People move into the San Francisco Bay Area from all over the world, so it isn't at all unusual for groups of friends to form their own "families" to celebrate holidays and special events.


----------



## WhatInThe (Nov 16, 2018)

'No family dramas' 

That's good, here is the opposite. Never figured so many with gray hair would have relationship changing arguments/fights at a holiday dinner. There are now parents where their adult kids refuse to attend their parents dinner. They'll see them other times through out the year which is just as good in my book.

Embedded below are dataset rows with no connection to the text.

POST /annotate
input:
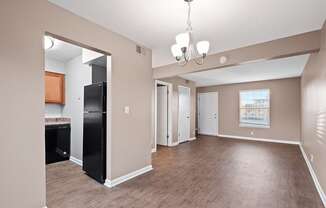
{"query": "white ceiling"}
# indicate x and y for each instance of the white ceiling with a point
(259, 71)
(63, 51)
(227, 24)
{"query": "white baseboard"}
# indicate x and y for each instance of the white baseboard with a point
(192, 139)
(207, 134)
(121, 179)
(260, 139)
(314, 177)
(75, 160)
(174, 144)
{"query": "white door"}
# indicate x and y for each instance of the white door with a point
(208, 113)
(162, 115)
(184, 114)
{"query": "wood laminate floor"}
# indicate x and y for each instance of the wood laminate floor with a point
(208, 172)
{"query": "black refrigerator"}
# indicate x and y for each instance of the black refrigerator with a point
(94, 135)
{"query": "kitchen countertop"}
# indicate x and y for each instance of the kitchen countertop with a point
(57, 121)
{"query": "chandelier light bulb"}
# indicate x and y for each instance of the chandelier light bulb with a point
(183, 39)
(185, 49)
(176, 50)
(48, 43)
(203, 47)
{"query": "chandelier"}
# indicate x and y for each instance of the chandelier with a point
(184, 49)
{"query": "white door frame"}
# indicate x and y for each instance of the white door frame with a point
(180, 86)
(217, 111)
(170, 91)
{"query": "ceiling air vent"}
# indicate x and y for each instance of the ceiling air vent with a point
(140, 50)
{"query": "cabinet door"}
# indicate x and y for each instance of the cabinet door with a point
(54, 88)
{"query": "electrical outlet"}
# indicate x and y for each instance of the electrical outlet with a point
(311, 158)
(126, 110)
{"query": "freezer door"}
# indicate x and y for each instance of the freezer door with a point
(94, 146)
(94, 98)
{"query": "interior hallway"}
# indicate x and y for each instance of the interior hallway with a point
(208, 172)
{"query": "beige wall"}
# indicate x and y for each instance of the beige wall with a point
(285, 109)
(23, 23)
(177, 81)
(313, 88)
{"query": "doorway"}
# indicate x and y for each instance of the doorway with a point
(208, 113)
(76, 130)
(163, 114)
(184, 114)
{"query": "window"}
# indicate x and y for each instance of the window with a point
(255, 108)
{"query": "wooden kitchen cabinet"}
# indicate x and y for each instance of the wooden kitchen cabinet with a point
(54, 88)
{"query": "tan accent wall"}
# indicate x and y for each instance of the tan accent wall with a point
(23, 23)
(176, 82)
(313, 88)
(285, 109)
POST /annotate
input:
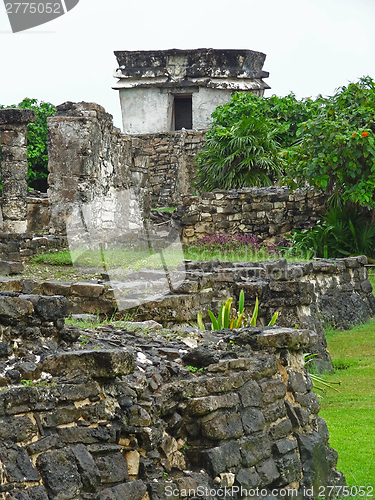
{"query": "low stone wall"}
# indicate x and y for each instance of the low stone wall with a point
(18, 246)
(265, 212)
(171, 164)
(313, 294)
(126, 416)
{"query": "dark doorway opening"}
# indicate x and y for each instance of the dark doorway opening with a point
(183, 112)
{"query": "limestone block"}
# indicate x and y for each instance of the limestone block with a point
(106, 364)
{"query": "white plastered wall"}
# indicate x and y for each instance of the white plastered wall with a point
(145, 111)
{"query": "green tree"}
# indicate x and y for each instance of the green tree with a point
(242, 155)
(336, 150)
(37, 141)
(246, 140)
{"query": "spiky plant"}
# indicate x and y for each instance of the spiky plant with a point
(243, 155)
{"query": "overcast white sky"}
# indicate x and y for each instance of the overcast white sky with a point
(312, 46)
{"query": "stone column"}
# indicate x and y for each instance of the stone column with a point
(13, 138)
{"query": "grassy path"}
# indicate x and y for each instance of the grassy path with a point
(350, 415)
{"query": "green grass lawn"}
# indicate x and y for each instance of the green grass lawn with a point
(350, 414)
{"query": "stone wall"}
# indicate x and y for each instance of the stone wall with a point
(171, 164)
(126, 416)
(94, 183)
(314, 294)
(264, 212)
(13, 137)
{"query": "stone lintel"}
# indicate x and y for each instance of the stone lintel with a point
(190, 67)
(15, 116)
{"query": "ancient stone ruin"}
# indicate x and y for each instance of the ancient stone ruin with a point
(170, 90)
(134, 416)
(144, 412)
(13, 129)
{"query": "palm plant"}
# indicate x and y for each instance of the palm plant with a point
(343, 231)
(228, 318)
(245, 154)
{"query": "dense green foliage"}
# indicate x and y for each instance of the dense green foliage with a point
(285, 113)
(342, 231)
(350, 414)
(37, 141)
(247, 138)
(243, 155)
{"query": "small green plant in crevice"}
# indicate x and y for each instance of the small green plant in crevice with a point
(319, 383)
(37, 383)
(194, 369)
(230, 318)
(83, 340)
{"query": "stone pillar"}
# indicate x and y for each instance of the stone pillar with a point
(13, 138)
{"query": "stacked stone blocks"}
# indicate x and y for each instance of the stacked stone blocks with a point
(14, 168)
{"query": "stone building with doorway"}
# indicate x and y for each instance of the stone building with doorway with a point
(164, 91)
(167, 98)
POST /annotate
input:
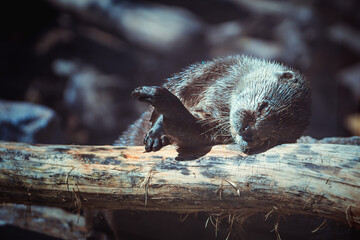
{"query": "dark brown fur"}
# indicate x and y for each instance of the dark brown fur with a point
(255, 103)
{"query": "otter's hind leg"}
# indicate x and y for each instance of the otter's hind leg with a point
(176, 121)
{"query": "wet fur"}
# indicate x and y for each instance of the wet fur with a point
(227, 95)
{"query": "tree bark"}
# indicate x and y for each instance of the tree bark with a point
(315, 179)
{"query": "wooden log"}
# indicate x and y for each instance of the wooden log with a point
(315, 179)
(53, 222)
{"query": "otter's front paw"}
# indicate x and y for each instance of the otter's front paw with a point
(154, 141)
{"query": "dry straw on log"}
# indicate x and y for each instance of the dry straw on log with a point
(315, 179)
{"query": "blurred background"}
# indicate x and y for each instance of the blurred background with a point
(67, 67)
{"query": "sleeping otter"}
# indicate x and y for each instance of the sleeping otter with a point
(255, 103)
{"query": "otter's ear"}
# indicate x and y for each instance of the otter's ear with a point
(287, 76)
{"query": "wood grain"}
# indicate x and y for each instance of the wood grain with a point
(315, 179)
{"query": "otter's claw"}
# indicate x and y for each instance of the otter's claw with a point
(154, 142)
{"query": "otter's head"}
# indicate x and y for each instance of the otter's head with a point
(272, 109)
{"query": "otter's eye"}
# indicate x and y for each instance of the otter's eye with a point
(262, 107)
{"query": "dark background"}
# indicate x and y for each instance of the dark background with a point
(82, 59)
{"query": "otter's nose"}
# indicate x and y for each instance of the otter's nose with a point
(247, 134)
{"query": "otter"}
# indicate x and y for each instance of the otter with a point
(252, 102)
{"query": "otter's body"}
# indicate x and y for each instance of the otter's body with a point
(255, 103)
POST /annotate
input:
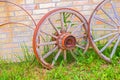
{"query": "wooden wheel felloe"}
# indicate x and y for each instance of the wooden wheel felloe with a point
(59, 32)
(105, 29)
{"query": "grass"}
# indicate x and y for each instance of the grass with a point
(86, 67)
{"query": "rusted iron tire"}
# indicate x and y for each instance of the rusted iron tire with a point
(104, 29)
(60, 32)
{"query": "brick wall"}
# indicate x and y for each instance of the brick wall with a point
(12, 36)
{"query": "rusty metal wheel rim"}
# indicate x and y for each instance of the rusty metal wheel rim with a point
(106, 14)
(60, 36)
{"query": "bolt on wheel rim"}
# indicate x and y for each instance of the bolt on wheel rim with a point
(105, 29)
(58, 32)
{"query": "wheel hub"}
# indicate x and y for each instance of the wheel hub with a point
(66, 41)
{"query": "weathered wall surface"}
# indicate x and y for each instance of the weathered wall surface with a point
(12, 36)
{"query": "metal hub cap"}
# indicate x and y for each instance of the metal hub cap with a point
(66, 41)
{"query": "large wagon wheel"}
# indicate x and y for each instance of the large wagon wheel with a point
(105, 29)
(59, 32)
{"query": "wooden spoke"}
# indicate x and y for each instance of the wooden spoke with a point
(47, 43)
(115, 47)
(104, 29)
(109, 42)
(103, 37)
(49, 34)
(50, 52)
(65, 57)
(80, 26)
(56, 57)
(109, 16)
(80, 46)
(115, 11)
(69, 26)
(62, 21)
(53, 25)
(73, 54)
(104, 21)
(81, 36)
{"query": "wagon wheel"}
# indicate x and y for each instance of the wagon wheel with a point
(105, 29)
(59, 33)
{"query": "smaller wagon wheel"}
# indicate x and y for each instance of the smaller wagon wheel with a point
(105, 29)
(59, 33)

Sometimes, especially with mostly or all adults there tends to be a few that seem to be looking for something or recapture past times. When they cant and realize it isn't going to happen it becomes another issue. I just not big on contrived events with false expectations.


----------



## ROBIN48 (Nov 16, 2018)

I love our family gatherings!


----------



## Ronni (Nov 17, 2018)

I am so grateful that my family is close and loving, and enjoys the family gatherings, of which we have many throughout the year.  

Thanksgiving is potluck, even though I still do a lot of cooking.  Everyone brings a dish, my son in law smokes or deep fries a turkey so I don't have to bother with that which for me is the most onerous part of Thanksgiving!  Each family member is free to invite anyone who doesn't have any place else to go for Thanksgiving, which means that some years there are several people who are strangers to most of us, but they're just absorbed into the celebration and made to feel at home and welcomed.  

I stopped setting a table because most of the time there are just too many people. We do it buffet style, and are uncouth enough to eat off paper plates so there's less cleanup!   

We also don't get together Thursday.  Because my kids' spouses or significant others also have celebrations that they want their family to be at, I decided quite a few years ago that I just wasn't going to compete with that, and have to put my kids in the position of coming to my house in between everyone else's.  So we do it either Friday or Saturday, when everyone is relaxed, and not stuffed with the previous meal they just came from!!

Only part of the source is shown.